By Andy Flick, Evolutionary Studies scientific coordinator

As global temperatures climb, animals are rewriting the rules of daily life in real time. New from associate professor of Earth and Environmental Sciences Malu Jorge documents one of the clearest examples yet of a tropical mammal fundamentally restructuring its behavior in response to heat, and raises urgent questions about what that means for ecosystems across the warming tropics.

White-lipped peccaries in Brazil’s Pantanal wetlands, once creatures of daylight, are increasingly waiting for darkness to forage. The pig-like mammals, which travel in herds of 50 to 300 individuals and play a critical role in seed dispersal across Neotropical forests, are shifting their activity so dramatically that the afternoon hours have gone from peak activity to near silence. The findings, published in the journal Biotropica, come from research conducted by recent Vanderbilt Ph.D. graduate Michaela Peterson and her advisor Jorge.

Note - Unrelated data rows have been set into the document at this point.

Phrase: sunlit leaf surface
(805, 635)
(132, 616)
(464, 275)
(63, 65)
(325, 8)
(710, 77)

Peterson spent more than a year monitoring peccary activity using camera traps and microclimate data loggers across the Pantanal. As daily maximum temperatures climbed, nocturnal activity increased in kind. The afternoon period, once the busiest window for peccary movement, became quieter.

A night time black and white photo of three peccaries in a tropical backdrop.
Peccaries caught on the trail camera by Jorge’s research group in Brazil (Jorge).

“We have very few examples of tropical species being affected by climate change,” said Jorge. “White-lipped peccaries are just a first attempt to show that mobile organisms, who can choose where to go and find food everywhere, can still be affected by changes in temperature, even if in subtle ways. It tells us that there is much more going on than the very clear effects that we see.”

One particularly striking finding was that the peccaries showed no evidence of seeking out cooler microclimates within their habitat during hot periods. Jorge suggested the explanation is rooted in the scale of the environment itself.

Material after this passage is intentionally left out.